Changing name and going public surely point to flotation

Until now, the market has only received small reminders that RBSI is gearing up to be a standalone company, such as the appointment of certain key individuals that a group subsidiary would not need.

But the name change to Direct Line Insurance Group and the conversion to a public limited company shouts out loud that change is happening and gathering pace ahead of the planned split from The Royal Bank of Scotland in the second half of this year.

The name change filing formalises the fact that the insurance group will no longer be a part of RBS, and the public status reinforces the widely held belief that RBSI will pursue a flotation rather than a trade sale to effect the separation from its old parent.

Throughout the process, RBS and RBSI have been, and remain, adamant that they are pursuing flotation and trade sale in tandem.
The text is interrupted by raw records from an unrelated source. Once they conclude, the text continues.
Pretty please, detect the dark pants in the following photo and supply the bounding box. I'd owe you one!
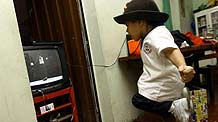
[132,93,172,117]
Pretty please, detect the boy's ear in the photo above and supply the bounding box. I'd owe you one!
[138,20,146,26]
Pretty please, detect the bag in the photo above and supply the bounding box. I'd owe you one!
[190,88,208,122]
[171,30,193,47]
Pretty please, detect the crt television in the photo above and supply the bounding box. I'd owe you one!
[23,42,70,96]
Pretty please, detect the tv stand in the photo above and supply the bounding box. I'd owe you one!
[33,87,79,122]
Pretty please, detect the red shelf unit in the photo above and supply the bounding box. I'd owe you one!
[33,87,79,122]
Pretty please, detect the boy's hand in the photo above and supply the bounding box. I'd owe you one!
[179,66,195,83]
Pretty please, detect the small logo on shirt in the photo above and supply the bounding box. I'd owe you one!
[143,43,151,54]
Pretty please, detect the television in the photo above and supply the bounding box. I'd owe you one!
[23,42,70,96]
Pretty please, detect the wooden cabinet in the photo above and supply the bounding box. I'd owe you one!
[33,87,79,122]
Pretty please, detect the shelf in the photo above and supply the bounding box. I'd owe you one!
[33,86,79,122]
[36,103,72,117]
[33,87,71,103]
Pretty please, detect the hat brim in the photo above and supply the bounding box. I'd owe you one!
[114,10,169,24]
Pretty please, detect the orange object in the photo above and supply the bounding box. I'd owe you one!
[185,32,205,45]
[128,40,140,56]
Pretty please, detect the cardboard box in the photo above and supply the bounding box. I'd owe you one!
[190,89,208,122]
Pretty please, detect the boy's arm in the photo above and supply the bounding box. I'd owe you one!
[162,48,195,83]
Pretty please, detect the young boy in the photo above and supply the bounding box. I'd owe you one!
[114,0,195,122]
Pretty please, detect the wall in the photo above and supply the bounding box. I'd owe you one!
[0,0,36,122]
[82,0,162,122]
[192,0,208,10]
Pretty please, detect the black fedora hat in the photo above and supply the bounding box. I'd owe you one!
[114,0,169,24]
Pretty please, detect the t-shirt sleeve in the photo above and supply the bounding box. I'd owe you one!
[151,32,178,55]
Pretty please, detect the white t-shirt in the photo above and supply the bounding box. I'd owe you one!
[137,26,185,102]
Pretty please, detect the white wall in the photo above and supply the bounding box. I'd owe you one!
[0,0,36,122]
[82,0,162,122]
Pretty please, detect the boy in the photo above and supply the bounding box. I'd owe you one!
[114,0,195,122]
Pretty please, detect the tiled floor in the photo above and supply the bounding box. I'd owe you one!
[208,104,218,122]
[133,104,218,122]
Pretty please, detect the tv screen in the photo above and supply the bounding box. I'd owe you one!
[24,49,63,86]
[23,45,69,95]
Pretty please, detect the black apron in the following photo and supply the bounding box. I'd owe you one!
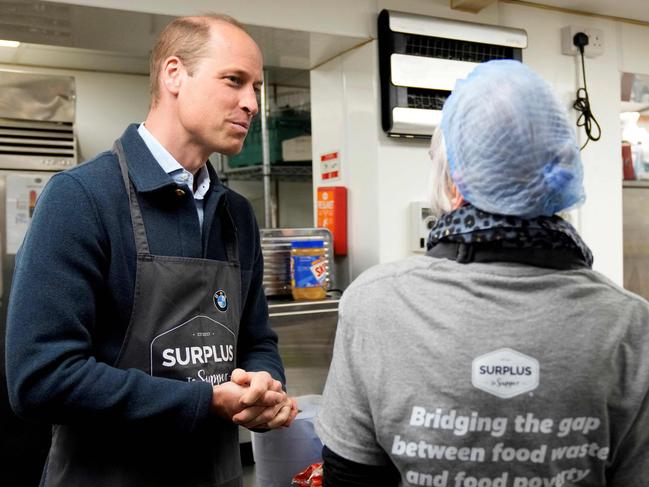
[45,140,242,487]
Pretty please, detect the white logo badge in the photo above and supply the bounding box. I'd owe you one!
[471,348,539,399]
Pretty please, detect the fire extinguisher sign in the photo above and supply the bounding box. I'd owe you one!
[320,151,340,181]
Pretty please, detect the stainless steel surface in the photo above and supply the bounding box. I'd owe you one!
[622,181,649,299]
[390,11,527,48]
[0,70,76,123]
[0,70,77,171]
[260,228,335,296]
[268,297,339,396]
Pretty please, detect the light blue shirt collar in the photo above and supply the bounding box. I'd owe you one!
[137,123,210,200]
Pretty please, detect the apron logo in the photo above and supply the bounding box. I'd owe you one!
[212,289,228,311]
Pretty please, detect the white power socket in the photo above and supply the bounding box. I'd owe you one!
[561,25,604,58]
[410,201,437,253]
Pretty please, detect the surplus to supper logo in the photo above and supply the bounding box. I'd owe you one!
[471,348,540,399]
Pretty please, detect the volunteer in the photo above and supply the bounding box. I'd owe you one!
[7,15,296,487]
[316,61,649,487]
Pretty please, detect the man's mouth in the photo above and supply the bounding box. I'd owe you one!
[230,120,250,132]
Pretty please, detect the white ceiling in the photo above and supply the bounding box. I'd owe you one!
[527,0,649,22]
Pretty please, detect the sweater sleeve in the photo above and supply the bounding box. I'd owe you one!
[6,173,212,432]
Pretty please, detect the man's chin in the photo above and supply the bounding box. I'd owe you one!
[215,143,243,156]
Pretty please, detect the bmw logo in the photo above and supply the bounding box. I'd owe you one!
[212,289,228,311]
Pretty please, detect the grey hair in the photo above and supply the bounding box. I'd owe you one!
[428,127,454,218]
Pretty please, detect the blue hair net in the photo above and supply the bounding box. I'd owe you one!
[441,61,585,218]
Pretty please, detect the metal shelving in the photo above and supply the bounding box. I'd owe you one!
[219,161,312,182]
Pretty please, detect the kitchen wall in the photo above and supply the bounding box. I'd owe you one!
[311,0,649,284]
[22,0,649,283]
[0,64,149,161]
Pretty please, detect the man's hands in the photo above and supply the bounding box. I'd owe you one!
[212,369,297,429]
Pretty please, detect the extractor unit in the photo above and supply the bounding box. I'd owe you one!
[378,10,527,137]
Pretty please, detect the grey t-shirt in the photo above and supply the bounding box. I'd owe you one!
[316,257,649,487]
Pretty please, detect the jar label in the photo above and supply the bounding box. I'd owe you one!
[292,255,327,288]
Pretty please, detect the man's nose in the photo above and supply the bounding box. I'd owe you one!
[240,86,259,117]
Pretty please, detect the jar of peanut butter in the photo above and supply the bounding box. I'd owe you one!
[291,240,327,300]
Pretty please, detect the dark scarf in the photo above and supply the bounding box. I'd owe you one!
[426,203,593,268]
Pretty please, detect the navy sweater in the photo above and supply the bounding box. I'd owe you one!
[6,125,284,432]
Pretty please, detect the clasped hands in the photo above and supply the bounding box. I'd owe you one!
[211,369,297,429]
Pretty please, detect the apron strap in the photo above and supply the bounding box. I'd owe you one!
[113,139,150,255]
[219,195,239,265]
[426,242,589,270]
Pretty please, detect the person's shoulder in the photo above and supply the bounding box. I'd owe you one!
[582,270,649,318]
[345,256,431,297]
[62,151,118,180]
[51,151,122,198]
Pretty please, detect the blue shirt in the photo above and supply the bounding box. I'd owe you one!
[137,122,210,228]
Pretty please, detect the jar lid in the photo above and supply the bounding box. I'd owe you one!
[291,240,324,249]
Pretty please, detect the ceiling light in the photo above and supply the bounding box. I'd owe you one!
[0,39,20,47]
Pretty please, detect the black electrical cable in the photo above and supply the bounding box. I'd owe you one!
[572,32,602,150]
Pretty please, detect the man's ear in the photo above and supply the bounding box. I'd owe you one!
[160,56,185,95]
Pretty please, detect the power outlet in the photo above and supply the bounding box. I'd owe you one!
[561,25,604,58]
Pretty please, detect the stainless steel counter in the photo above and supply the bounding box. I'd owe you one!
[268,298,340,396]
[239,298,340,443]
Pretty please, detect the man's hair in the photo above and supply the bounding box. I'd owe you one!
[428,127,453,218]
[149,13,245,106]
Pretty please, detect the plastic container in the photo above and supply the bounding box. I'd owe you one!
[228,113,311,168]
[291,240,327,301]
[251,394,322,487]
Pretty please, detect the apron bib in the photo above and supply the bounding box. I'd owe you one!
[45,140,242,487]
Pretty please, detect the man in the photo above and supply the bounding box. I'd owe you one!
[7,15,296,487]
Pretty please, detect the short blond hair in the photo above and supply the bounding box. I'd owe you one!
[149,13,245,106]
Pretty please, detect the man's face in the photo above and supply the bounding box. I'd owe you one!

The status change of the RBSI legal entity does not automatically indicate flotation, just that RBSI is preparing for that eventuality. The insurance businesses themselves are currently contained in the UK Insurance Limited legal entity after the Part VII transfer completed last year.

But there are other clues that suggest a flotation. One is that RBSI gave details of how it might list, suggesting a minority offering in the second half of this year, followed by a secondary listing the following year.

Another is that it has been keen to interact with the analyst community, as evidenced by its analyst roundtable last year.

A further clue is the appointment of Neil Manser as investor relations head. Manser held a similar role at Brit before it was taken private, and is a former equity analyst covering insurance stocks, and so his expertise is more suited to listed companies. Plus, why would a non-listed company require an investor-relations function?

In addition, observers have generally been sceptical that RBSI could find a suitable trade buyer. It is of course possible that a cash-rich private equity firm desperate for a big slice of the UK personal lines market could make a play for RBSI. Such moves have already been rumoured.

This would result in a cleaner break for RBS – no messing about with stock market filings and worrying about what to do with the residual stake it would hold post listing before the 2014 deadline, when it has to divest the insurance business completely.

But there is some evidence in the market to suggest that while private equity is definitely interested in the insurance industry in general at the moment, bearers of UK-derived risks are not high on the list. Private equity consortium Achilles was keen to snap up Lloyd’s insurer Brit, but now seems keen to get rid of the UK retail book.